See EFA, we do agree on some things.


----------



## sagebrush (Sep 8, 2007)

elkfromabove said:


> No, it's not apparent no one wanted them! It's just that they weren't one of the first five choices, But since some of us didn't draw any of our first five choices, we are willing to buy one of the leftovers in order to hunt the Extended Archery hunts.!


this is where we agree and disgree, if you really wanted to hunt the extended you would have archery for a first choice...to draw a tag you can't not put a one weapon limit on your five choices.


----------



## adamsoa (Oct 29, 2007)

I did put in for archery first, second and third in northeastern Utah and didn't draw. I hope for one of the left over tags.


----------



## elkfromabove (Apr 20, 2008)

sagebrush said:


> this is where we agree and disgree, if you really wanted to hunt the extended you would have archery for a first choice...to draw a tag you can't not put a one weapon limit on your five choices.


Maybe I didn't make myself clear on this issue. It's not that I really wanted to hunt the Extended, I just didn't get any buck deer tag where I needed it (close to home, Enoch), so the leftovers and the Extended are now my only option. In my case, since I own a home in Magna that my daughter and family live in, the Wasatch Front Extended is my best bet for a buck deer. Why the Extended? Time! I have an archery antelope tag (Pine Valley) and will buy an archery elk tag (will hunt Panguitch Lake spike and/or Zion any bull) so I'm going to be pushed for time during the archery season because the archery antelope, archery elk and archery deer seasons all run at the same time. The leftovers and the Extended allow me to hunt further away from home after the regular archery hunts are over. I'll try for one of the 95 tags in the Chalk Creek/East Canyon/Morgan-South Rich unit because I might get lucky and fill my antelope and elk tags early enough to hunt the East Canyon side of the Wasatch during the regular season, but if not, I'll hunt the Extended side later on.

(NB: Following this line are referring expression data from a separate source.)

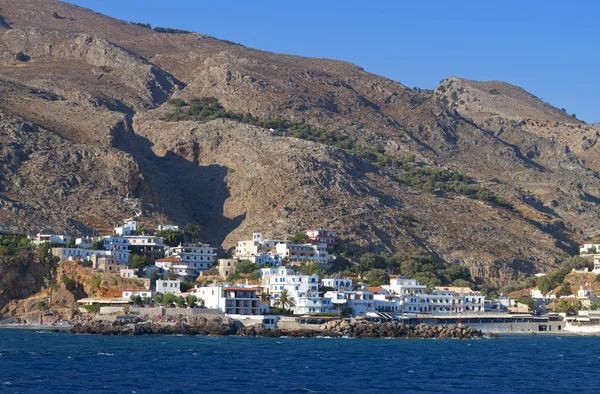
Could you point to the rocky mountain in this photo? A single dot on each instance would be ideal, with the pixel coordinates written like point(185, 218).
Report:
point(85, 143)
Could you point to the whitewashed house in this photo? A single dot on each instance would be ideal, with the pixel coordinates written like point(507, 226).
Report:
point(322, 236)
point(260, 251)
point(230, 300)
point(304, 253)
point(164, 286)
point(168, 227)
point(303, 289)
point(589, 249)
point(203, 255)
point(85, 243)
point(128, 228)
point(72, 254)
point(127, 294)
point(337, 283)
point(360, 302)
point(185, 270)
point(53, 239)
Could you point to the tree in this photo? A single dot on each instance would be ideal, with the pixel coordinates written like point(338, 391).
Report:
point(21, 57)
point(192, 232)
point(340, 264)
point(370, 261)
point(233, 277)
point(179, 301)
point(456, 272)
point(245, 267)
point(96, 280)
point(285, 301)
point(48, 261)
point(139, 262)
point(564, 291)
point(191, 300)
point(576, 262)
point(461, 283)
point(298, 238)
point(168, 299)
point(376, 277)
point(550, 281)
point(176, 102)
point(255, 275)
point(171, 237)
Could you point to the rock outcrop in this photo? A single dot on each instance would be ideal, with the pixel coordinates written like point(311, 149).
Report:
point(83, 145)
point(222, 325)
point(187, 325)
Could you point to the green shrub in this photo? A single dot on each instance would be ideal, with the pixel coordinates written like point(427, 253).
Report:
point(144, 25)
point(69, 283)
point(95, 309)
point(176, 102)
point(21, 57)
point(233, 277)
point(96, 280)
point(255, 275)
point(245, 267)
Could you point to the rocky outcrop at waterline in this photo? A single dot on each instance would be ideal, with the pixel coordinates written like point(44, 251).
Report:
point(395, 329)
point(188, 325)
point(222, 325)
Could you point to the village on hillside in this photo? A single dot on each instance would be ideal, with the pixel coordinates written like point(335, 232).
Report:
point(273, 282)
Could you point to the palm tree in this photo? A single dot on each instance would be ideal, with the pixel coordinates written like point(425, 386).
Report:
point(285, 301)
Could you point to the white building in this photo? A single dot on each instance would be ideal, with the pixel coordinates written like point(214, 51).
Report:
point(86, 243)
point(303, 289)
point(127, 294)
point(404, 286)
point(260, 251)
point(185, 270)
point(408, 296)
point(322, 236)
point(456, 299)
point(360, 302)
point(72, 254)
point(227, 267)
point(337, 283)
point(139, 244)
point(50, 238)
point(168, 227)
point(164, 286)
point(596, 269)
point(128, 228)
point(537, 294)
point(203, 255)
point(230, 300)
point(304, 253)
point(127, 273)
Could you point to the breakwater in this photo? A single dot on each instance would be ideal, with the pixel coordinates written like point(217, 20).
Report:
point(223, 325)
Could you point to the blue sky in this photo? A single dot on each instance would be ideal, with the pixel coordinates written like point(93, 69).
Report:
point(550, 48)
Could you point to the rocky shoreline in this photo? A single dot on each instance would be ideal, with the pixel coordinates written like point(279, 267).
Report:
point(225, 326)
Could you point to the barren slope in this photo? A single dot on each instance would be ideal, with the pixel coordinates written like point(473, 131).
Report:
point(98, 87)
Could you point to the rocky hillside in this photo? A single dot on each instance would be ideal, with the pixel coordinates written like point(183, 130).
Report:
point(84, 100)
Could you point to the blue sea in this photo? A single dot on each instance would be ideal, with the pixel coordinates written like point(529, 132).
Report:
point(44, 362)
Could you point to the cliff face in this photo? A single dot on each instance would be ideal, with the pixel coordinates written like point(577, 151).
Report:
point(19, 278)
point(86, 146)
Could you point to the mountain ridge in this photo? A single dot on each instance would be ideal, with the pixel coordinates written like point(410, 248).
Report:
point(103, 86)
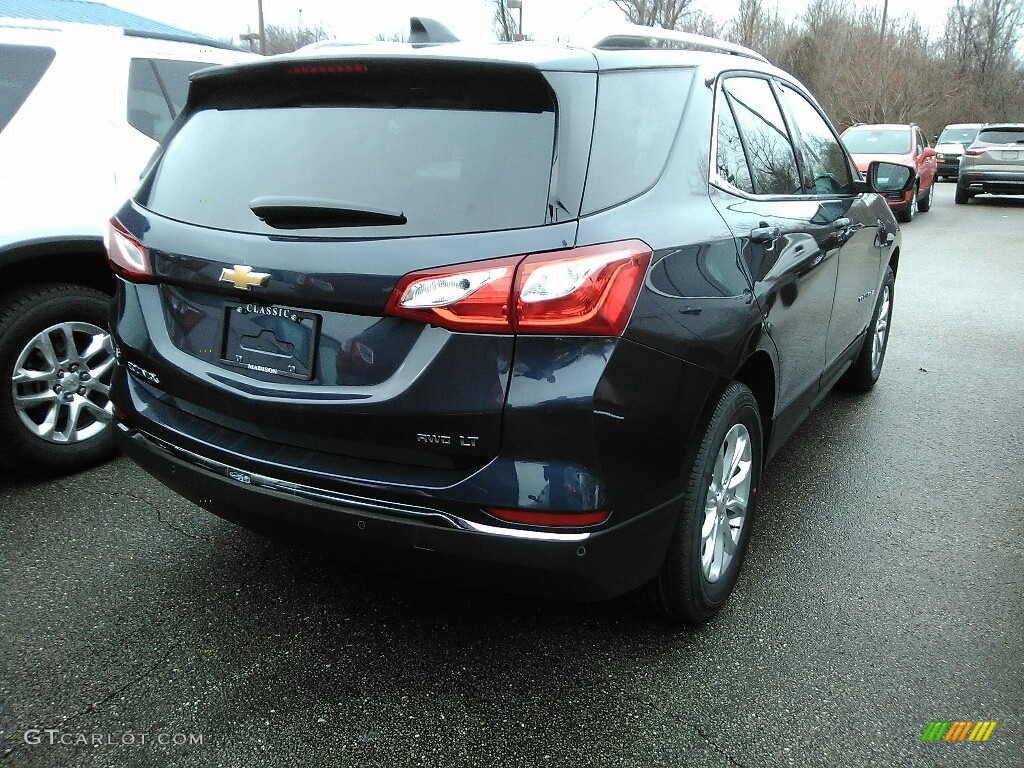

Bottom line! Sell the leftovers!


----------



## sagebrush (Sep 8, 2007)

adamsoa were these all the general season tag areas?


----------



## adamsoa (Oct 29, 2007)

Yes sir. South slope Yellowstone, south slope Vernal and the one that covers Fairview. All archery.


----------



## sagebrush (Sep 8, 2007)

what about putting in for the northern part of the state, their is always tags left over for this region..Kamas is another area..look at like this box elder will always have tags avaiable, even if all you wanted to do is hunt the extended you draw this tag and then hunt the extended.you don't have to hunt in box elder at all. just wait for the extended to open up. this way you have your tag


----------



## adamsoa (Oct 29, 2007)

That is my plan for this year. I appreciate the advice though. I'm still shocked I couldn't draw archery for any of the first three.


----------



## Raptorman (Aug 18, 2009)

For the general Elk, on that link they don't show General Muzzleloader tags. Did I miss something or is it a misprint?


----------



## sagebrush (Sep 8, 2007)

Look at the top section for elk it shows Any weapon/ Muzzler loader


----------



## Raptorman (Aug 18, 2009)

Yeah, I saw that. But it just shows the dates as Oct. 5–Oct. 17, 2013 so that is what was throwing me off. The proclamation I have shows the normal later dates for muzzleloader so I was just curious on this.


----------



## sagebrush (Sep 8, 2007)

Looks like a phone call is in order


----------



## Amy (Jan 22, 2009)

It was just an oversight. We accidentally omitted the muzzleloader dates. I fixed the page a few minutes ago. Thanks for bringing it to our attention!


----------



## Raptorman (Aug 18, 2009)

Sweet, thanks Amy!


----------



## outdoorser (Jan 14, 2013)

Question: If your under 18 yrs old, would there be any reason to buy a leftover archery deer tag instead of buying one of the youth tags?


----------



## outdoorser (Jan 14, 2013)

So when does the list of remaining antlerless permits come?


----------